Rogers County Sheriff, Scott Walton, explained that the discovering of the stolen goods were a direct consequence from the apprehension of Lewis.

As per Walton, Lewis had stolen all this stuff & it was sold on internet sites such as Gunbroker and Ebay by the Medlin’s.
READ MORE - Gunbroker and Ebay Website Used To Sell Stolen Goods

Dancing with the Stars’ 2010: Jennifer Grey Remembers Patrick Swayze

Tuesday, September 21, 2010

As mentioned today earlier in a webcast on a website, the trendy reality TV show “Dancing with the Stars” made a come back past night with the super stars of its 11th season. However, rehearsals for the first show proved way too emotional for Jennifer Grey the “Dirty Dancing” star. Jennifer parrtnered up with Derek Hough for this dance performance.

As per a recent report at the dailymail.co.uk, Jennifer Grey, who is 50 years old – starred in 1987, in a hit movie, with the late Patrick Swayze – came on the dancefloor and performed a Viennese waltz dance to Otis Redding’s song “These Arms of Mine,” during the first episode on the last night.

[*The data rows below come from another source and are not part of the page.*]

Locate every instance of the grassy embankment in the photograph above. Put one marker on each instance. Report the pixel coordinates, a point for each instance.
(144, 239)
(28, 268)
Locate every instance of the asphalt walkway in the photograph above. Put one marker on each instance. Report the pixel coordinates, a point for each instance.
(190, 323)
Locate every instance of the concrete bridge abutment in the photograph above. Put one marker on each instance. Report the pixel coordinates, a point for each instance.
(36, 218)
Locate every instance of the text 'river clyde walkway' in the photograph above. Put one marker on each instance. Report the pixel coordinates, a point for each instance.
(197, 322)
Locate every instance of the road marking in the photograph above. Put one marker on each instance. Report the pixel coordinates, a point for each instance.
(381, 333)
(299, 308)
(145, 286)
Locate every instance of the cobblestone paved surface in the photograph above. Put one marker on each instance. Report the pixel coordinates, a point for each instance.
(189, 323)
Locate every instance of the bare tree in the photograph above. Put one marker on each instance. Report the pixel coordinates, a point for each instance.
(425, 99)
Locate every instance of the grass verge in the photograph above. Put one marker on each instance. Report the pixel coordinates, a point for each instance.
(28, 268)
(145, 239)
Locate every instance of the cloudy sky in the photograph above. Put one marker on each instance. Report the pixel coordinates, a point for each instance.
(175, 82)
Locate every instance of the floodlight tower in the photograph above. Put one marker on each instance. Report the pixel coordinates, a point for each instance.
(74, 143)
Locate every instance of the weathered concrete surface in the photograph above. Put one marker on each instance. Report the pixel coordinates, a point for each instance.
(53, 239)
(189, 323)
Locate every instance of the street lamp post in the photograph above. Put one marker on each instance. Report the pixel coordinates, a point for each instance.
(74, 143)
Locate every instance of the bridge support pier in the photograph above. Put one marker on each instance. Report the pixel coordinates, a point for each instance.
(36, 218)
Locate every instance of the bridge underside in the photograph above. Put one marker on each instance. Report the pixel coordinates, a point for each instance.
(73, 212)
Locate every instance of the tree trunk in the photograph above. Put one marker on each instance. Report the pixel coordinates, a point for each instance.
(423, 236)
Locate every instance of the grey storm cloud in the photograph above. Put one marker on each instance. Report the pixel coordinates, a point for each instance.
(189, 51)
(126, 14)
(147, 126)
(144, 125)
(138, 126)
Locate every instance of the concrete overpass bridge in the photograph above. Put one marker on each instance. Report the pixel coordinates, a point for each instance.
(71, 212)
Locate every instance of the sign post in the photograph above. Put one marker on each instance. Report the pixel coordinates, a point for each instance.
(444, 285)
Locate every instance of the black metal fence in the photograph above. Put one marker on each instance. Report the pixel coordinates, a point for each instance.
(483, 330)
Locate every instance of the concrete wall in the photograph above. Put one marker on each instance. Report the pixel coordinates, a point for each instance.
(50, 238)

However, when Jennifer listened to the song during the rehersal – which appeared on the “Dirty Dancing” soundtrack – she went was too emotional. The footage that was recorded before the 1st show, the actress broke down in tears as she remembered her co-star Patrick. Patrick died in 2009 of cancer.

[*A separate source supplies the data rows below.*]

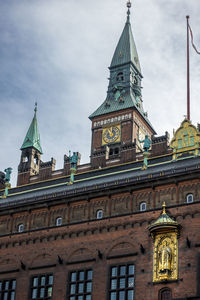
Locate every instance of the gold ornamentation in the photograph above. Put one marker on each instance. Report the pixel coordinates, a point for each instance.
(165, 257)
(111, 134)
(165, 233)
(185, 139)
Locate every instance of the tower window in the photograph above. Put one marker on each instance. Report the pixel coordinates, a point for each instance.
(21, 227)
(99, 214)
(80, 285)
(121, 282)
(7, 289)
(120, 76)
(59, 221)
(165, 294)
(41, 287)
(143, 206)
(189, 198)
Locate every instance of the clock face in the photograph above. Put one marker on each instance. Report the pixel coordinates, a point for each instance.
(111, 135)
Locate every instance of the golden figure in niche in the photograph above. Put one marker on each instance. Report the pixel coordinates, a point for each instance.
(165, 257)
(165, 232)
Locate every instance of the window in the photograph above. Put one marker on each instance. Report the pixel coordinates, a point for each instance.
(99, 214)
(7, 289)
(41, 287)
(59, 221)
(21, 227)
(189, 198)
(143, 206)
(120, 76)
(80, 285)
(165, 294)
(122, 282)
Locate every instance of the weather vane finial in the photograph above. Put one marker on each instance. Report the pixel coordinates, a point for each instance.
(35, 109)
(128, 12)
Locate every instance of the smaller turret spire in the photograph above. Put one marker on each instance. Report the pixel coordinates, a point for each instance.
(128, 12)
(35, 109)
(32, 138)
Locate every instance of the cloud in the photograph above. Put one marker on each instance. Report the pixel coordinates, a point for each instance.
(58, 52)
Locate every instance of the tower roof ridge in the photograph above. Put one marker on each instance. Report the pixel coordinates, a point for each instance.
(32, 138)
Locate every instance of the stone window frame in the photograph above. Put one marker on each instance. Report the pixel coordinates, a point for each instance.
(121, 281)
(21, 227)
(8, 287)
(141, 206)
(191, 197)
(161, 293)
(41, 286)
(59, 221)
(80, 283)
(99, 214)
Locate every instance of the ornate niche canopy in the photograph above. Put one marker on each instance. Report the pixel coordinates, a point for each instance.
(165, 233)
(186, 140)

Jeniffer explained her dance partner, Derek, that this song reminded her of the old dance partner, Patrick. “It took me back in a time capsule, and I was with Patrick,” she exoressed about the song. But when it was the live show however, she was very professional and did not let these emotions affect her performance. Her score 24 out of 30 was very very impressive.
READ MORE - Dancing with the Stars’ 2010: Jennifer Grey Remembers Patrick Swayze

Bridge Fire Suspends Commuter Train Service In New York

Monday, September 20, 2010

Serving on New York’s Metro-North railway line from Grand Central has been restored afterward a fire at the 138th Street bridge over the Harlem River was controlled.

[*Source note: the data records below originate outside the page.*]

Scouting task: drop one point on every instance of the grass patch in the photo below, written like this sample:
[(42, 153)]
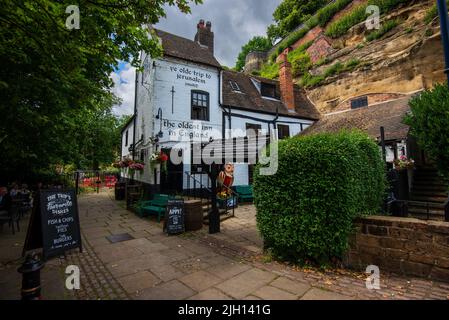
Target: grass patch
[(269, 70), (386, 27), (323, 16), (358, 14)]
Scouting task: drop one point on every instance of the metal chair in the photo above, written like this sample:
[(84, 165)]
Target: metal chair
[(11, 216)]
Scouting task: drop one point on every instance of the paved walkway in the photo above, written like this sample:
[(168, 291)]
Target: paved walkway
[(195, 265)]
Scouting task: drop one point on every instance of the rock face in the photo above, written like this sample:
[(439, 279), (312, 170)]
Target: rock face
[(409, 58)]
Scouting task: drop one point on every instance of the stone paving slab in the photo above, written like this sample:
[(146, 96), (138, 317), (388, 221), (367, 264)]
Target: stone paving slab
[(195, 265)]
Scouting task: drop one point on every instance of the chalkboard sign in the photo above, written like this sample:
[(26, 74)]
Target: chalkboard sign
[(174, 217), (54, 224)]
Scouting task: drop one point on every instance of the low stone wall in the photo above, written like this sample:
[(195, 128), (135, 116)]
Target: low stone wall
[(404, 246)]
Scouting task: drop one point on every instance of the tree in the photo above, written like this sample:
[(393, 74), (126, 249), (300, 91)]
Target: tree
[(52, 75), (255, 44), (290, 14), (429, 123)]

Servicing has restarted with “sprinkled delays” of as long as 15 minutes, the Metropolitan Transportation Authority stated now in an e-mailed assertion.

“The fire is under control and two of four tracks on the 138th Street Bridge have been restored,” as per the electronic mail. “We continue to assess any damage on the remaining two tracks and its impact, if any, on the PM peak service.”

Servicing on the Hudson, Harlem and New Haven railway lines was inactive after a fire below the bridge was accounted at 11:45 a.m. today, Marjorie Anders, a spokeswoman for the Metro-North service, said today in a ring interview.

The fire could have been set out by the blowup of a transformer next to the rail, Anders aforementioned. The bang geared up fire to wooden stilts intended to protect against damage from boat hits, she said.

“When they said ‘fire,’ that was scary,” said Mary Ann Magnano, a adjourned 63-year-old at Grand Central who was goingnorthward White Plains station. “But everything is clear now. No one seemed too panicked. It’s looking fine. They’ve been keeping us updated.”

Transit functionaries do not yet acknowledge whether the blowup sullied the bridge’s metallic construction, Anders said. Metro-North serves well approximately 135,000 commuter trains each day, she said.